México necesita fortalecer la coordinación de su sistema financiero y ampliar su capacidad para movilizar recursos hacia proyectos de mitigación, adaptación, transición energética, conservación y desarrollo resiliente
Para ello, Iniciativa Climática de México (ICM) realizó el cuarto taller del proceso “Hacia la Plataforma País de Inversión para el Desarrollo y la Acción Climática en México”, con la participación del Consejo Mexicano de Finanzas Sostenibles (CMFS), el Fondo Mexicano para la Conservación de la Naturaleza (FMCN), representantes del sector financiero, la banca de desarrollo, empresas, organismos internacionales y organizaciones de la sociedad civil.
El director ejecutivo de ICM, Adrián Fernández Bremauntz, afirmó que el cuarto taller forma parte de un proceso que busca construir, desde la sociedad civil, una propuesta integral de Plataforma País.
Aseguró que los resultados del encuentro permitirán reunir elementos técnicos para coadyuvar en la planeación del gobierno mexicano.
La directora ejecutiva del CMFS, Alba Aguilar Priego, advirtió sobre la urgencia de acelerar la movilización de recursos.
“La meta de financiamiento sostenible hacia 2030 ronda los 15 billones de pesos. Durante los últimos diez años se han movilizado alrededor de 1.5 billones mediante bonos etiquetados, mientras que las necesidades actuales se estiman en aproximadamente 1.7 billones de pesos cada año”, afirmó.
Las y los participantes coincidieron en que una Plataforma País debe permitir que los recursos se traduzcan en proyectos viables, medibles y con impactos concretos en los territorios.

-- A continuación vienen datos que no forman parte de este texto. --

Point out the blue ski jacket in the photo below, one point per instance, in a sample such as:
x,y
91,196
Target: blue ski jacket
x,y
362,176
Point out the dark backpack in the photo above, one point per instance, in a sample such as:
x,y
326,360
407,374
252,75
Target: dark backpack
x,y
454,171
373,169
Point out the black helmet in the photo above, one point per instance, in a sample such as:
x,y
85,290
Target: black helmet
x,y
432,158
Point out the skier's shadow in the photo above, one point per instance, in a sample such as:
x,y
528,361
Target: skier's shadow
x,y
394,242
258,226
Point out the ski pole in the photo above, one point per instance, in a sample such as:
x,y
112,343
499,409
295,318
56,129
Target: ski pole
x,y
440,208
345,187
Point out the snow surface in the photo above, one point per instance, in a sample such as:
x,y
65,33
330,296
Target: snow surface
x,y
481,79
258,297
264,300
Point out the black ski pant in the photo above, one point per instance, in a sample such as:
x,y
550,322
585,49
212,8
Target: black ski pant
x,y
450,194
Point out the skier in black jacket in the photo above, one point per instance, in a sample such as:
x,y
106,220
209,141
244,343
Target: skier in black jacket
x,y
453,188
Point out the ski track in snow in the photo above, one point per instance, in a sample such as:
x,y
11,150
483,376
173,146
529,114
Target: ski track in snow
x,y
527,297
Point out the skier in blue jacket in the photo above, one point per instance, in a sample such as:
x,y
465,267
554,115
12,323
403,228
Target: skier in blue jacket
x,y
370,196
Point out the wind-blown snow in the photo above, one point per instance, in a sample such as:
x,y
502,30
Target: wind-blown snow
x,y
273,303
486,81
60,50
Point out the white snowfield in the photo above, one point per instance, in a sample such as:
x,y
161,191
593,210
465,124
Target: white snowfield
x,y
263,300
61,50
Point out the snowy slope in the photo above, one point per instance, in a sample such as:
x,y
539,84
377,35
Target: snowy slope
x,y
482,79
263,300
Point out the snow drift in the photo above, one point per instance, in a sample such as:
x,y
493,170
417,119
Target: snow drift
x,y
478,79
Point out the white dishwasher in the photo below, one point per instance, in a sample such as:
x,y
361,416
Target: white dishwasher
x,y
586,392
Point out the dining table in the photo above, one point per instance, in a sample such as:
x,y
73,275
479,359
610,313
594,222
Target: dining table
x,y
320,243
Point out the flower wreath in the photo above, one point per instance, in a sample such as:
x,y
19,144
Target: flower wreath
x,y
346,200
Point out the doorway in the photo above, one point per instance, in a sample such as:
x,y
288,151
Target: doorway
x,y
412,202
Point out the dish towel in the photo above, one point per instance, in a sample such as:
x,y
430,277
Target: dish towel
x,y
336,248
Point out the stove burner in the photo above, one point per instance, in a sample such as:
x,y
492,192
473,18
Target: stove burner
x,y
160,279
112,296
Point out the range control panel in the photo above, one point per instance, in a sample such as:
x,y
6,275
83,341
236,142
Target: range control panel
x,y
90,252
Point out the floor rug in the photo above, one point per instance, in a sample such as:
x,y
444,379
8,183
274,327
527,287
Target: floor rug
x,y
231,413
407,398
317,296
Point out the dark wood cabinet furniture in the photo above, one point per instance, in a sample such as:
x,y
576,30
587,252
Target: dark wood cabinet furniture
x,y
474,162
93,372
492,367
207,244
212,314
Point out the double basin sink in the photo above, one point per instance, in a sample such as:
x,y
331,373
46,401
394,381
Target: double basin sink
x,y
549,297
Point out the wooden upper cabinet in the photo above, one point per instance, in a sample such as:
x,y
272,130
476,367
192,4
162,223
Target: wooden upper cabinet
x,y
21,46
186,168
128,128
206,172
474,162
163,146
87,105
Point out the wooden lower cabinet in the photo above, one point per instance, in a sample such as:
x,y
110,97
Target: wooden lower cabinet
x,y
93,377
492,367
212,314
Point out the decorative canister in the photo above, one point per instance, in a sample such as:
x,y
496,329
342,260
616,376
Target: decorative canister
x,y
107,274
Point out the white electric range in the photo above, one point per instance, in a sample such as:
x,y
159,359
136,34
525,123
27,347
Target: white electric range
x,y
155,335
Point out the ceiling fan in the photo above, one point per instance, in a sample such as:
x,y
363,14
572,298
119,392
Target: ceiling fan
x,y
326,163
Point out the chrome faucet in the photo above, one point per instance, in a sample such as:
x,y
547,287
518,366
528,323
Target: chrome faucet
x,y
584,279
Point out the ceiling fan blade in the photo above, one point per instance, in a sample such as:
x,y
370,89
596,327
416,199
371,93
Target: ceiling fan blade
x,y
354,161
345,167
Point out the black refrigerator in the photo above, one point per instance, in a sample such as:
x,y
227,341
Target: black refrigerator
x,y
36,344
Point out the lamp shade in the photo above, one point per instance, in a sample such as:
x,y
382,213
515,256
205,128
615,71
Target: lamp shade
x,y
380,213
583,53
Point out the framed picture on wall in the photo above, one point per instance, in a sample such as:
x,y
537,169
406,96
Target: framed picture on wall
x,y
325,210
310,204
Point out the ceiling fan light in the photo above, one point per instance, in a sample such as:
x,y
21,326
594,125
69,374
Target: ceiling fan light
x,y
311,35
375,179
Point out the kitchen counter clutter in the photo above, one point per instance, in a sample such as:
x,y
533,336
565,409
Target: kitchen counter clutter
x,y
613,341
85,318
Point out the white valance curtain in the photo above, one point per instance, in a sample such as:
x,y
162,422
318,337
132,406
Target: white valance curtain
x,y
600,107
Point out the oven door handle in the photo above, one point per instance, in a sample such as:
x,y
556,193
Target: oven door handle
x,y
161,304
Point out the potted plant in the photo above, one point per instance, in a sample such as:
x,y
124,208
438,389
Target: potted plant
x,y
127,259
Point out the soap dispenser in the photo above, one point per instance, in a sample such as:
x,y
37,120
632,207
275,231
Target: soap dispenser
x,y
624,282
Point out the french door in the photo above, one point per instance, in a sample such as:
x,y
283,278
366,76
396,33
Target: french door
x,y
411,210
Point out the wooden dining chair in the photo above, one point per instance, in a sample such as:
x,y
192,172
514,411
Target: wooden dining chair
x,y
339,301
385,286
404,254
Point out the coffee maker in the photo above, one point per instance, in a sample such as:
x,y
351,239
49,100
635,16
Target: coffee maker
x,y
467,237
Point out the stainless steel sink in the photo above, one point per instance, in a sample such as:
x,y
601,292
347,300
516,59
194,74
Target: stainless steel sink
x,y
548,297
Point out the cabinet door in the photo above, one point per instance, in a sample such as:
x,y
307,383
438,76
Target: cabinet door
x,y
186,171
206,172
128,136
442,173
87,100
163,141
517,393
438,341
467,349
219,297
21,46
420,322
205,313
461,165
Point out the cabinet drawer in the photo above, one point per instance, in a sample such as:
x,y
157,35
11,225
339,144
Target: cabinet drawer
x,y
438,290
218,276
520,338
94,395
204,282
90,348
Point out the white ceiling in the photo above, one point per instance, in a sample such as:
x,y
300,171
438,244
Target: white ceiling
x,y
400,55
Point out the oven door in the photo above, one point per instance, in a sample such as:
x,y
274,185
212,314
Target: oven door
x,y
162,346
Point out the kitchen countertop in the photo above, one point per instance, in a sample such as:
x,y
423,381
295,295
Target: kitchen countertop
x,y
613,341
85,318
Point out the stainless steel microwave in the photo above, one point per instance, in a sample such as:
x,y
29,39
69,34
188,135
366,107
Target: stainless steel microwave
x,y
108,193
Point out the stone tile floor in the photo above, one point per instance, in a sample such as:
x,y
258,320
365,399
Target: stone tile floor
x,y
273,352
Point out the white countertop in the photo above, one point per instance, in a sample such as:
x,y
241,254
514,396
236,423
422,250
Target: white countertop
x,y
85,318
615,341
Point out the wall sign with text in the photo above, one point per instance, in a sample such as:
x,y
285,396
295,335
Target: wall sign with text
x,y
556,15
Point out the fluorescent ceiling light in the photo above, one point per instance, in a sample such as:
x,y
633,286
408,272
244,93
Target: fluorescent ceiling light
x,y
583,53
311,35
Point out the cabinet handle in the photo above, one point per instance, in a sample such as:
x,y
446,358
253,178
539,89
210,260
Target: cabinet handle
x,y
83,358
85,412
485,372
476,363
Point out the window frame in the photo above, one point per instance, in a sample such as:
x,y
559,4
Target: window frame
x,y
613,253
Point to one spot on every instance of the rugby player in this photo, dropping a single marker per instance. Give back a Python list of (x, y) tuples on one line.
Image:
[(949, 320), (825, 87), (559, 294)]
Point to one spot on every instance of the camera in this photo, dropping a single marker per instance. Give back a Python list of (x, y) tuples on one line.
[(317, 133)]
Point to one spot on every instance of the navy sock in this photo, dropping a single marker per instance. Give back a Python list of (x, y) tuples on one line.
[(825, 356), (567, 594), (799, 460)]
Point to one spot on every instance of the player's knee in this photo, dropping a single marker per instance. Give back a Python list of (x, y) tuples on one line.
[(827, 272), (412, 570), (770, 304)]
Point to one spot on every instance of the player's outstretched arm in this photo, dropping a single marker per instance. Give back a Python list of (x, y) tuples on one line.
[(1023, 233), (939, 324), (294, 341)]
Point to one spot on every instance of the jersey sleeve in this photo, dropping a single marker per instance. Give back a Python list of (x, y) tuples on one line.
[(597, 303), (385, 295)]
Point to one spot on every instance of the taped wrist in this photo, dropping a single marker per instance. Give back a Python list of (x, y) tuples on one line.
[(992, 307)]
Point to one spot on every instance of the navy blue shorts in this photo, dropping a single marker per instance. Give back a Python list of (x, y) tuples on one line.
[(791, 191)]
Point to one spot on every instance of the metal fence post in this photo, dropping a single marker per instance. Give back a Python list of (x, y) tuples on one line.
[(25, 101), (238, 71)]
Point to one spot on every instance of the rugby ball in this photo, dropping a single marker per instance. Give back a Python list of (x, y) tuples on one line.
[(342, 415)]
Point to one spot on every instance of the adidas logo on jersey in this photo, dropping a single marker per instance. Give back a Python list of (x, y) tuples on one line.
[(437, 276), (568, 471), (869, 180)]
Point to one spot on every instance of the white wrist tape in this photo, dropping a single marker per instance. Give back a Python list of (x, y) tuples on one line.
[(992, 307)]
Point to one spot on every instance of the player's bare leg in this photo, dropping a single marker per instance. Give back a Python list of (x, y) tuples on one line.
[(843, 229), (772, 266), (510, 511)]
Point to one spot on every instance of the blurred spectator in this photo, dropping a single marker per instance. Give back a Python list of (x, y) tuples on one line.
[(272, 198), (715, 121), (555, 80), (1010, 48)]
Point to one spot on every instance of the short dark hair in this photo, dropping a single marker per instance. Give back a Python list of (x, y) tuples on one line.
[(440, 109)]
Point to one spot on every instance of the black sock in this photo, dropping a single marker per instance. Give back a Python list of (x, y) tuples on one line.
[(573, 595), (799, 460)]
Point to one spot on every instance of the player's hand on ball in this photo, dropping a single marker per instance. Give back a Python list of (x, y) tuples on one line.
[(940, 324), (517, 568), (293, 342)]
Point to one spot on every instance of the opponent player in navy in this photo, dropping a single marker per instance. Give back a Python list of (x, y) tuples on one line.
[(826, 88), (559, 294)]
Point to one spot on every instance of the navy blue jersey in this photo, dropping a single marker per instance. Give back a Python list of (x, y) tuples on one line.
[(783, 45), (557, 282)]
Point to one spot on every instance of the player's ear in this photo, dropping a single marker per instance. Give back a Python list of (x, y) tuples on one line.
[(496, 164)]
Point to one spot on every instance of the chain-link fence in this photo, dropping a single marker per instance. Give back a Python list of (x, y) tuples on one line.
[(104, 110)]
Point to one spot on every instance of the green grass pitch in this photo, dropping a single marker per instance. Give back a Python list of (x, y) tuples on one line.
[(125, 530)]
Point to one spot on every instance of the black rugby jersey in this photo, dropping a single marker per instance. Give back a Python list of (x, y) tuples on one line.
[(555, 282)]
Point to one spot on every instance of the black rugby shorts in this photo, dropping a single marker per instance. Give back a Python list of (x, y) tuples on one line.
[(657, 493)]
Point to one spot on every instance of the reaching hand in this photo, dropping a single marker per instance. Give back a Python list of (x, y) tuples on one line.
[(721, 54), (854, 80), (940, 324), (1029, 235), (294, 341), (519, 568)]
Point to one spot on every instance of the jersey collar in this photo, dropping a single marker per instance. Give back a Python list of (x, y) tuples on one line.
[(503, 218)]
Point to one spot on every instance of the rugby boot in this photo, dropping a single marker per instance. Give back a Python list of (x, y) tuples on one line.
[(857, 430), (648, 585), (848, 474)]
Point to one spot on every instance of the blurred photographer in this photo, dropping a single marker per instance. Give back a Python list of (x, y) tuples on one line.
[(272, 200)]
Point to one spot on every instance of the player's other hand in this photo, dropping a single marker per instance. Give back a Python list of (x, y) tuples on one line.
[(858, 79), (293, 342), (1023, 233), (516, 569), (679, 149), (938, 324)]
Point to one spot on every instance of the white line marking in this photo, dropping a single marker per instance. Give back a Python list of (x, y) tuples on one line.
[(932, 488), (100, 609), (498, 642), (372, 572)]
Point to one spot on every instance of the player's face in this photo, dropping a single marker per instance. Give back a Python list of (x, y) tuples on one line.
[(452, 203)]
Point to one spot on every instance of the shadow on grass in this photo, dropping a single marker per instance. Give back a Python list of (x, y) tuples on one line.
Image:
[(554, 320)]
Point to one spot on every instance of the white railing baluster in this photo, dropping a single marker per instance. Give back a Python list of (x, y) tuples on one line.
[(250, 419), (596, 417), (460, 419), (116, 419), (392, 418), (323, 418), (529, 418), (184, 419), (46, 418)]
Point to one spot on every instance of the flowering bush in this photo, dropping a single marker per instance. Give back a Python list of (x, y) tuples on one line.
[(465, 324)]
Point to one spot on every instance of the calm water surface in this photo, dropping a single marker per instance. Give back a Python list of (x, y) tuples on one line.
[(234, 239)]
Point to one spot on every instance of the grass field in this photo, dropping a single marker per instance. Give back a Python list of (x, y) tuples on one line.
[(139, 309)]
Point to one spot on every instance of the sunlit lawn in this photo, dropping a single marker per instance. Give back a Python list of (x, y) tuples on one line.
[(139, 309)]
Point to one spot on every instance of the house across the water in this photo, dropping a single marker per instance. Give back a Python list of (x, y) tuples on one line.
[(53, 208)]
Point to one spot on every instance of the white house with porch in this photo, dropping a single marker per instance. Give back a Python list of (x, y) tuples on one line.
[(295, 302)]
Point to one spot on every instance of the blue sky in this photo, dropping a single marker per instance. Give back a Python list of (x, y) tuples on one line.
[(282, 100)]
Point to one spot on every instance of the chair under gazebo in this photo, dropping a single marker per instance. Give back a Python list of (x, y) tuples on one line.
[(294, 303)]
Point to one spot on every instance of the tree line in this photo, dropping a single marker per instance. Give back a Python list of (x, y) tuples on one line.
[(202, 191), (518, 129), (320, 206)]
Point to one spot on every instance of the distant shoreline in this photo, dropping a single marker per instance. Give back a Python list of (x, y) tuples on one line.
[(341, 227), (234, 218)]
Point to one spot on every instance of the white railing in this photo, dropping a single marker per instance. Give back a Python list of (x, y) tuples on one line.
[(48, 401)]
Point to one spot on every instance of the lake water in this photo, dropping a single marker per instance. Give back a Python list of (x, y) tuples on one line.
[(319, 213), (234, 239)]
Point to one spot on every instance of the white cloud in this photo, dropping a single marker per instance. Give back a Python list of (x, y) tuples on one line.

Por su parte, Sergio Silva Castañeda, titular de la Unidad de Fomento y Crecimiento Económico de la Secretaría de Economía, subrayó que la sostenibilidad debe fungir como una condición para participar de manera competitiva en un entorno económico global, generar empleos de calidad y desarrollar nuevas oportunidades de inversión.
Sostuvo que el Plan México traza la ruta para avanzar hacia una economía ambientalmente sostenible y para fortalecer una integración sólida entre instancias de gobierno.
Durante la reunión, la conversación se concentró en los instrumentos existentes, su capacidad para atender las necesidades de inversión climática y los desafíos para ampliar su utilización en sectores prioritarios.
Entre las principales barreras se identificaron la fragmentación de los esfuerzos, la falta de proyectos suficientemente preparados, la percepción de riesgos elevados, los plazos de inversión, la necesidad de contar con información comparable y la ausencia de mecanismos que vinculen de manera sistemática las prioridades climáticas con los instrumentos financieros adecuados.
En este contexto, una Plataforma País podría convertirse en el mecanismo articulador entre las prioridades nacionales, las carteras de proyectos y las distintas fuentes de financiamiento. Su funcionamiento tendría que estar encabezado por el gobierno mexicano y apoyarse en una gobernanza clara, participación multisectorial, transparencia y rendición de cuentas.